我がグレースホテル東京の総支配人、深月 絢斗(みつき あやと)。


29歳にして総支配人なんて本当なら有り得ないかも知れないけど…


この人は、このグレースホテル東京の創始者、深月 栄作の孫に当たる、つまりは…


そう、深月グループの跡継ぎである御曹司なんだ。


『松下さん。お客様から、あなたの対応が素晴らしかったとのお声を頂いてます。これからもお客様第一で頑張って下さい』


嘘…


初めて総支配人に褒めてもらえた。


素直に嬉しい。


『ありがとうございます。
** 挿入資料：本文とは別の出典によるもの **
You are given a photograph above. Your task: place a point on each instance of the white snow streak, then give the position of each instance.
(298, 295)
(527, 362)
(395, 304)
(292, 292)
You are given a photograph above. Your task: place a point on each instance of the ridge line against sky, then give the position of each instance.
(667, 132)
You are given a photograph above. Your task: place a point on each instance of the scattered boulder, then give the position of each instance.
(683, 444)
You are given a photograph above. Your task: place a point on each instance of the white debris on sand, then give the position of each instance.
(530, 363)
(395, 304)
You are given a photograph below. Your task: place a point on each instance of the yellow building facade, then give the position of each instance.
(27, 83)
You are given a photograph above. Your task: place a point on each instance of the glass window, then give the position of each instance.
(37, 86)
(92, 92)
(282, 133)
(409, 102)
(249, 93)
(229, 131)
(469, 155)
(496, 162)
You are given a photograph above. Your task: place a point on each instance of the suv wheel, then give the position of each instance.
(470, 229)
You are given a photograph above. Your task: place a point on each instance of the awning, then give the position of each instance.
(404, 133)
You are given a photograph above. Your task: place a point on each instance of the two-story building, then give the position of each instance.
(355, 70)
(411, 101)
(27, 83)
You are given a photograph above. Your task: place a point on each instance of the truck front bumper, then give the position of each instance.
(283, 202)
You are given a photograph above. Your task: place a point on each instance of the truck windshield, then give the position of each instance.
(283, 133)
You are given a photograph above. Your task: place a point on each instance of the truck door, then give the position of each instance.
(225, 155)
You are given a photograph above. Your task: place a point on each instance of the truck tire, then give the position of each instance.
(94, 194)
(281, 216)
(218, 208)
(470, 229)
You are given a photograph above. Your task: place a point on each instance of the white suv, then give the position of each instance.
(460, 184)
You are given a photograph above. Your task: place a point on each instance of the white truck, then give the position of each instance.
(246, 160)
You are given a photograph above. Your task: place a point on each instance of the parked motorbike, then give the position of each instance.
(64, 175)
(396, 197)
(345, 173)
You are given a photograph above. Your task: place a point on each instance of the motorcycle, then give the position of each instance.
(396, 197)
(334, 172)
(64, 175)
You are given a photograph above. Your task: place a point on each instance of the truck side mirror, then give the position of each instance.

はい、お客様の笑顔のために頑張ります』


『よろしくお願いします』


総支配人はクールではあるけど、決して冷たい感じはしない。


いつも変わることない紳士的な立ち居振る舞い。


グレースホテル東京の全てを取り仕切る、最高責任者としての覚悟みたいなものを感じる。


こんな素晴らしい人のもとで働けるなんて、私は本当に幸せだ。


今や、世界各地に点在するグレースホテル。


深月グループといえば世界でもトップクラスの超一流企業だ。


現在は、総支配人のお父様が、社長としてホテルグループをまとめている。